Conobbi gli amici di Lentate. Mi dettero un mucchio di materiale che alacremente trasformai in schede.

Intanto, lentamente, andavo maturando l’idea che quella roba non si poteva tenere in un cassetto, come Paperone i suoi dollari. Era un bene pubblico in origine e tale doveva rimanere: protetto ma pubblico. Mi occorse tempo. Perché è difficile e pure doloroso, per un collezionista, aprire gli artigli e mollare la sua creatura. Ma infine…

Alcuni musei piemontesi non risposero nemmeno alla mia proposta di acquisizione della collezione. Sarebbe piaciuto, a me collezionista, averla vicina.

Così tornai a Lentate sul Seveso, ai miei amici e al loro museo, che in breve diventò anche mio, avendo deciso di lasciare lì la collezione.

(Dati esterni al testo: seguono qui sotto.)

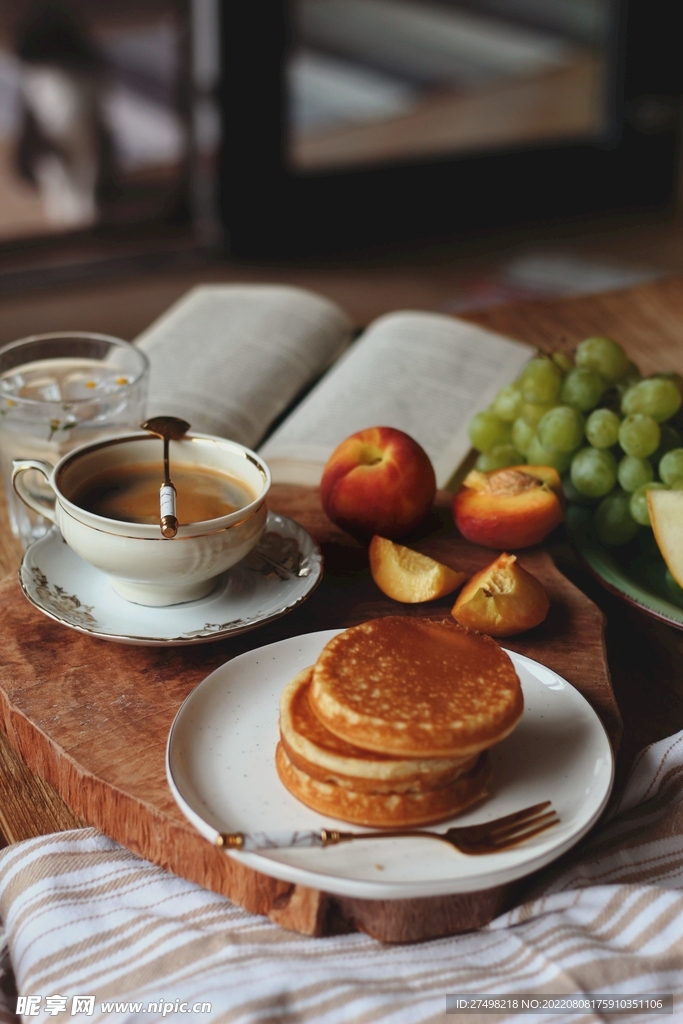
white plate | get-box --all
[19,512,323,647]
[166,630,613,899]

La soluzione più giusta e più semplice, per questo più difficile da individuare e seguire.

Una bellissima soluzione per una, lasciatemelo dire, bellissima collezione di penne.

Con valore scientifico? Dicono di si, ma a me pennologo, lasciatemi dire anche questo, non me ne importa un gran che.

Perché per me le penne sono soprattutto state, sono e saranno sempre dei bellissimi attrezzi colorati di volo, che fanno volare il pensiero e sognare.  Cose belle. Da condividere.